Our last segment combined both the historical with the practical. In this section we will look at the passages found in our lectionary surrounding Ephiphany and one of the passages in particular that of Isaiah 60 verses 1 through 9. The actual text only goes through verse 6 but I wanted to included the follow 3 verses for the discussion. Let’s read the text.
Arise, shine, for your light has come,
and the glory of the Lord has risen upon you.
For behold, darkness shall cover the earth,
and thick darkness the peoples;
but the Lord will arise upon you,
and his glory will be seen upon you.
And nations shall come to your light,
and kings to the brightness of your rising.
Lift up your eyes all around, and see;
they all gather together, they come to you;
your sons shall come from afar,
and your daughters shall be carried on the hip.

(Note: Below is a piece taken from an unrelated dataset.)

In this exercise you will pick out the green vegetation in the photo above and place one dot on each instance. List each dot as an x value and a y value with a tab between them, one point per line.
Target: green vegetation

Then you shall see and be radiant;
your heart shall thrill and exult,
because the abundance of the sea shall be turned to you,
the wealth of the nations shall come to you.
A multitude of camels shall cover you,
the young camels of Midian and Ephah;
all those from Sheba shall come.
They shall bring gold and frankincense,
and shall bring good news, the praises of the Lord.
All the flocks of Kedar shall be gathered to you;
the rams of Nebaioth shall minister to you;
they shall come up with acceptance on my altar,
and I will beautify my beautiful house.
Who are these that fly like a cloud,
and like doves to their windows?
For the coastlands shall hope for me,
the ships of Tarshish first,
to bring your children from afar,
their silver and gold with them,
for the name of the Lord your God,
and for the Holy One of Israel,
because he has made you beautiful.
The themes of light within the lectionary during this portion of the year are everywhere. In this passage God’s people are told to shine because their light has come. This means that as God’s people, we are a sort of moon to the Sun of Righteousness. We reflect His glory and even though the world is covered in darkness His glory will be seen on us and the nations will come to our light. This of course is what Epiphany is celebrating. The coming of the nations unto the Sun of Righteousness following the one true Star, Christ is of course the Bright Morning Star and those who follow Him receive His light and can then reflect that light to an unbelieving world. In fact Isaiah promises the believers of the day that in that day, in the coming of Christ, the nations shall come to the light of the people of Israel and Kings to the brightness of their rising. The epistle reading for Epiphany is found in Ephesians chapter 3 verse 1 through 12 where Paul explains that Gentiles “are now fellow heirs, of the same body, and partakers of His promise in Christ through the gospel. “This means that there is no longer Jews and Gentiles. Not at least in the sense of Jewish people specifically being the chosen of God any longer. That status no longer has the genetic requirements or stipulations that it once had. Before, you were a Jew if you were born a Jew. Now, since the coming of Christ, being one of God’s chosen people means you recognize Jesus as the King, the Son of God, and that He died for you and rose again to save you from your own wickedness. The Jews 2000 years ago rejected this idea and still reject it today. This means that the Church, baptized believers, are the true recipients of these promises found in Isaiah. When it says the your sons shall come from afar, those are our sons. When God says He will beautify His beautiful House, we are the living stones that make up that House. We are those that fly like clouds and like dove’s to Christ. We are those who hope for Him and whom He has made beautiful. And this is true of everyone who believes. Jew or Gentile. Male or Female. Slave or Free. All can come to Christ in faith and He promises never to turn any who come to Him away.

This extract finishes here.